DPRD Samarinda Siapkan Aturan Penanganan Fasum Perumahan yang Ditinggalkan Pengembang

Bujurnews.com, Samarinda – DPRD Kota Samarinda mendorong adanya kepastian penanganan terhadap fasilitas umum di kawasan perumahan yang ditinggalkan pengembang. Persoalan tersebut menjadi salah satu perhatian dalam pembahasan Rancangan Peraturan Daerah (Raperda) tentang Serah Terima Prasarana, Sarana dan Utilitas Perumahan dan Kawasan Permukiman.
Ketua Badan Pembentukan Peraturan Daerah (Bapemperda) DPRD Kota Samarinda, Kamaruddin, mengatakan Raperda tersebut menjadi salah satu regulasi prioritas karena akan memperjelas tanggung jawab pengembang maupun pemerintah terhadap fasilitas di lingkungan perumahan.
“Ini masuk skala prioritas. Dalam rancangan peraturan daerah itu ada syarat-syarat yang harus dipenuhi oleh pengembang,” ujarnya.
Kamaruddin menjelaskan, pengembang memiliki kewajiban menyediakan sejumlah fasilitas sebelum kawasan perumahan diserahterimakan kepada Pemerintah Kota (Pemkot) Samarinda. Fasilitas tersebut di antaranya jalan lingkungan, drainase, kolam retensi, tempat bermain anak, hingga sarana air minum.

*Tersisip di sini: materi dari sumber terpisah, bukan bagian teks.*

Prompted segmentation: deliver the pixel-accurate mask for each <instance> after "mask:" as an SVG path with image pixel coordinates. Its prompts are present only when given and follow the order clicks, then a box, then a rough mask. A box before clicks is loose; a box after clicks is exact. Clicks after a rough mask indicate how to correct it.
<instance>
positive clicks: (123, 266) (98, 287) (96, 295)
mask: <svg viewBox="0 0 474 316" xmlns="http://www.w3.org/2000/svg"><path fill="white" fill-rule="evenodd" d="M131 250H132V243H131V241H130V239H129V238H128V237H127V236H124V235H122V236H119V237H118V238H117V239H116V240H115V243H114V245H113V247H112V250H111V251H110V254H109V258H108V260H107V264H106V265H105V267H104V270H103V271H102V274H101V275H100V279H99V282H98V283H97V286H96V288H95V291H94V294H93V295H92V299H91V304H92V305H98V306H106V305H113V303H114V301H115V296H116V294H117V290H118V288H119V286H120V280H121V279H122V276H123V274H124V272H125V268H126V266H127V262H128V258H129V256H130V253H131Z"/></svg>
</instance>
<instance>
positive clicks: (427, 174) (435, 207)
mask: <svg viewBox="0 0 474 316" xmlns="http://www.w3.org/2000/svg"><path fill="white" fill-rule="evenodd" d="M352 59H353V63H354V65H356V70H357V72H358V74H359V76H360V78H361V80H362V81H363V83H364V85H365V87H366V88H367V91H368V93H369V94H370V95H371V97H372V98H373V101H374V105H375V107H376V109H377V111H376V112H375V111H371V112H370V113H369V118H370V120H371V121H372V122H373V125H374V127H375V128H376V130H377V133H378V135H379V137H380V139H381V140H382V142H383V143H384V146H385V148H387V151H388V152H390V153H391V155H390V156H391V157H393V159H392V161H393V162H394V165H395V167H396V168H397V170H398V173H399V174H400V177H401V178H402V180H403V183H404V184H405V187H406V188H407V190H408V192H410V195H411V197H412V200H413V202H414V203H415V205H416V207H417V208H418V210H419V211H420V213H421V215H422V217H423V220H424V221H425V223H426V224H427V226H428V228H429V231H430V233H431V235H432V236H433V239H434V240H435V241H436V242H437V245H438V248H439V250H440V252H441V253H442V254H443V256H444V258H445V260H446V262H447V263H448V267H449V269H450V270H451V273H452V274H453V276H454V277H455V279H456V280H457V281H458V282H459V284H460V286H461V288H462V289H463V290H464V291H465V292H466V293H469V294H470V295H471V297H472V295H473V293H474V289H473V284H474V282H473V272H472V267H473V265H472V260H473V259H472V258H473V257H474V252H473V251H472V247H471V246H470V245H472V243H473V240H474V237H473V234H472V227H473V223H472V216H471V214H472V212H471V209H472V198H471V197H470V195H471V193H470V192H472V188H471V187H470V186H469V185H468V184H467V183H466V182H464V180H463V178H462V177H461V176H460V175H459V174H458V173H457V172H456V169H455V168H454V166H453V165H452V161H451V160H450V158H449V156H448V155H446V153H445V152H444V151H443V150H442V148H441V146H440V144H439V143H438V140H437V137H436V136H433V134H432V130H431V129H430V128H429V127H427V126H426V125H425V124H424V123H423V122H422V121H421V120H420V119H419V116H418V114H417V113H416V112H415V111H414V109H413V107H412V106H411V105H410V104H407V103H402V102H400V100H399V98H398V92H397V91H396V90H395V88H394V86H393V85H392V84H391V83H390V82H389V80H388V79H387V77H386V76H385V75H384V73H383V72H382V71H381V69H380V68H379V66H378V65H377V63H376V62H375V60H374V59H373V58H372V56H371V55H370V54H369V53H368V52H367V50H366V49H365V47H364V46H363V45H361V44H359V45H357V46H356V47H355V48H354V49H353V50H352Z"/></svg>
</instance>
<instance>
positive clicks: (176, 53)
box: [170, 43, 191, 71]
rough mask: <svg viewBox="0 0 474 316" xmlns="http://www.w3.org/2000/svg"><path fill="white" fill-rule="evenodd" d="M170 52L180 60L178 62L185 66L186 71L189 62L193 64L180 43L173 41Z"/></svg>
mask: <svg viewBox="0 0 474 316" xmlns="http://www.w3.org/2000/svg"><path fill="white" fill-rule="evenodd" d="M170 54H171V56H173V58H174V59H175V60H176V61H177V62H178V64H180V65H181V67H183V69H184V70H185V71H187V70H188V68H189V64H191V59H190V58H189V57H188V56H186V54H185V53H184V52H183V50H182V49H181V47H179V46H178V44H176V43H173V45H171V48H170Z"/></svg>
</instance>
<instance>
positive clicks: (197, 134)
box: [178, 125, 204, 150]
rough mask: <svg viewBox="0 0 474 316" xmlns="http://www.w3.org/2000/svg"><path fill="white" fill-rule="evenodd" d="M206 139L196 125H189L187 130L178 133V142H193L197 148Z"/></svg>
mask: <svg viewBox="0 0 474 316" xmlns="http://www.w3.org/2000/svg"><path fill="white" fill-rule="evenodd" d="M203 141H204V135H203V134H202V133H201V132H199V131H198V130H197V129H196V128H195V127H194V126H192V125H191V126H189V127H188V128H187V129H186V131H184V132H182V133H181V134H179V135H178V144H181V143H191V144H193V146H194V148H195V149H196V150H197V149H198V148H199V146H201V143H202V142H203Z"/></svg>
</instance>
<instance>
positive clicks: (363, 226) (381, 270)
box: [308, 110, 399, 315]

Persoalan menjadi lebih kompleks ketika suatu perumahan ditinggalkan dan keberadaan pengembang tidak lagi diketahui. Kondisi tersebut turut menjadi perhatian dalam pembahasan Raperda agar pemerintah memiliki dasar yang lebih jelas dalam menangani kebutuhan masyarakat di kawasan tersebut.
Sementara bagi perumahan yang proses serah terimanya telah diselesaikan, Kamaruddin mengatakan pemerintah daerah dapat mengakomodasi kebutuhan maupun aspirasi masyarakat terkait fasilitas lingkungan.
“Kalau sudah diserahkan, sudah ada serah terima, maka Pemkot itu wajib mengakomodir semua usulan-usulan aspirasi dari perumahan,” katanya.
Namun, ia menegaskan pemerintah tidak seharusnya menggunakan anggaran daerah untuk membiayai fasilitas yang masih menjadi tanggung jawab pengembang. Pembagian tanggung jawab tersebut perlu diperjelas agar pengembang tidak melepaskan kewajibannya kepada pemerintah.
“Kalau pengembang mengambil untung, masa pemerintah ikut membiayai? Setelah penyerahan, baru pemerintah ikut membiayai sarana prasarana fasilitas umumnya,” tuturnya.
Melalui Raperda tersebut, DPRD berharap terdapat kepastian hukum mengenai status dan pengelolaan fasilitas umum perumahan, termasuk kawasan yang ditinggalkan pengembang. Dengan aturan yang lebih jelas, persoalan jalan, drainase, kolam retensi, maupun fasilitas lainnya diharapkan tidak berlarut dan kebutuhan warga dapat ditangani sesuai kewenangan masing-masing pihak.